Need for Speed : Hot persuit (Realistic racing games) Review

Hot Pursuit, a reimagining of the 1998 original and 2002 sequel, levies hardcore street racing with policing the streets and enforcing the law. Developer Criterion Games took a tremendous step away from prior NFS titles to introduce a uniquely new concept, without making a cartoon or Death Race videogame of the series. Recreating roads based on actual California highways – most of which I’ve actually driven, albeit at sub-relativistic speeds (purportedly) – only furthers the seriousness of their creation, making it even more enjoyable. For as they say, great fiction is always based on reality. The same applies games.


Thus, we are given a choice: the racing elite with money burning holes in their pockets and a desire for unsafe velocities normally reserved for cartoon roadrunners and coyotes; or the police, the Seacrest County Police Department, which attains high-performance machines through unruly high taxes and the absurd number of wealthy residents therein. Whose side players wish to race for is a come-as-you-please affair. As I’ve found, some days just feel like a speed freak, while others demand more damage dealing and hand cuffing.
And that’s a good thing, because to really enjoy Hot Pursuit is to play it for weeks and months, not days. For reviews, we game critics tend to do the latter, because our readers want to know before the game releases and time is of the essence. In this case, I took my time, and am glad I did. Hot Pursuit is a title worth playing long after its release, even if they announced the following Need For Speed immediately after.
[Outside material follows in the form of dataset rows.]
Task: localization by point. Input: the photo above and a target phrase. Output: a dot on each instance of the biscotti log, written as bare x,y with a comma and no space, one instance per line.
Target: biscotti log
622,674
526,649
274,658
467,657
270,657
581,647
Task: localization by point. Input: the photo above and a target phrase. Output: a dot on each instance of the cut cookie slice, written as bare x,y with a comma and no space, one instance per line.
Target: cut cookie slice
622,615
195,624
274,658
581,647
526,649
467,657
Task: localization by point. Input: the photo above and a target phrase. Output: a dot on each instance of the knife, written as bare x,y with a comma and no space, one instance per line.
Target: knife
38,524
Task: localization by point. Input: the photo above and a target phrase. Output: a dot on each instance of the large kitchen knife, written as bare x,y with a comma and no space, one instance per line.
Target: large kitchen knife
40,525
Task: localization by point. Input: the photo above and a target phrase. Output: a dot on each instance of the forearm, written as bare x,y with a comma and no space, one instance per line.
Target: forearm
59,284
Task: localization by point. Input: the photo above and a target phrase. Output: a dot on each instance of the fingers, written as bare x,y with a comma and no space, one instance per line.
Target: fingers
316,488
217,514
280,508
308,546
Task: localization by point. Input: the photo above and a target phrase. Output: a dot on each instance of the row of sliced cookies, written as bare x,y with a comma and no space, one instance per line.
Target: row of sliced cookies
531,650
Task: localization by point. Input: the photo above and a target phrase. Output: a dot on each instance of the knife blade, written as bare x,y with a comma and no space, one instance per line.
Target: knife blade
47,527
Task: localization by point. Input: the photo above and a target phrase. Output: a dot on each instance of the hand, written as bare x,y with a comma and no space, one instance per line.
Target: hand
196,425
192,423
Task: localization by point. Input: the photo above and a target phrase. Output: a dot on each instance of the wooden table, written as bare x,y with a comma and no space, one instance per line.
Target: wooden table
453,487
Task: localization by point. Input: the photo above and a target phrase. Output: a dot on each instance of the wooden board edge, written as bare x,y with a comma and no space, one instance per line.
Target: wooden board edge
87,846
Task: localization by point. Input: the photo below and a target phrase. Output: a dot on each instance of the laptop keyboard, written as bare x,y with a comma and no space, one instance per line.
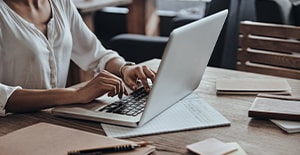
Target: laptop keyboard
130,105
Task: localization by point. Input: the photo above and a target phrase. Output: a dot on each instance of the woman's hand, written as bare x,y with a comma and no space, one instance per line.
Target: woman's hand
104,82
134,74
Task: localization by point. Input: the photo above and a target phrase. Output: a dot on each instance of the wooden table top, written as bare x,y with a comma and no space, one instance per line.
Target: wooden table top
253,135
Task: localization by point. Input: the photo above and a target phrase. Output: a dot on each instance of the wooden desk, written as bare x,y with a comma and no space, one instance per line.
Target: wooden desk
254,136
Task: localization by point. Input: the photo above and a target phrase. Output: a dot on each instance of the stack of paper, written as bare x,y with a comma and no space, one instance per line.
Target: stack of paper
49,139
284,108
189,113
275,107
288,126
252,86
213,146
This system works surprisingly well, except when it doesn’t. As I played the single player campaign, I switched between playing as a racer and cop, but ultimately settled on completing the game as a racer first. In doing so, I finished every race at a level 14. As a cop, I finished at level 11, and for the last ten or so races had no choice on the race itself. I simply had to do this one, then that, until it was completed and the next opened up. This indicates a point system with a contingency for better drivers, though I was only better because I’d raced so much on the other half of the campaign.
In fact, the racer campaign is overall more enjoyable than playing as a cop. As the police, players must shut down races, which is tremendously fun, but cops don’t have as much pressure. They only need to worry about the racing vehicles. Compared to the same Hot Pursuit races (as they are called) for racers, the cops have it easy. Racers must avoid the cops and competing drivers, avoiding traps and attacks from up to a total of 13-15 other vehicles, helicopters included. As a cop, there is the game mode to catch an individual racer, who does whatever it takes to shake players and escape, but the AI is rarely intelligent enough to outrun or outpace any human. Finally, the police races are just not as good.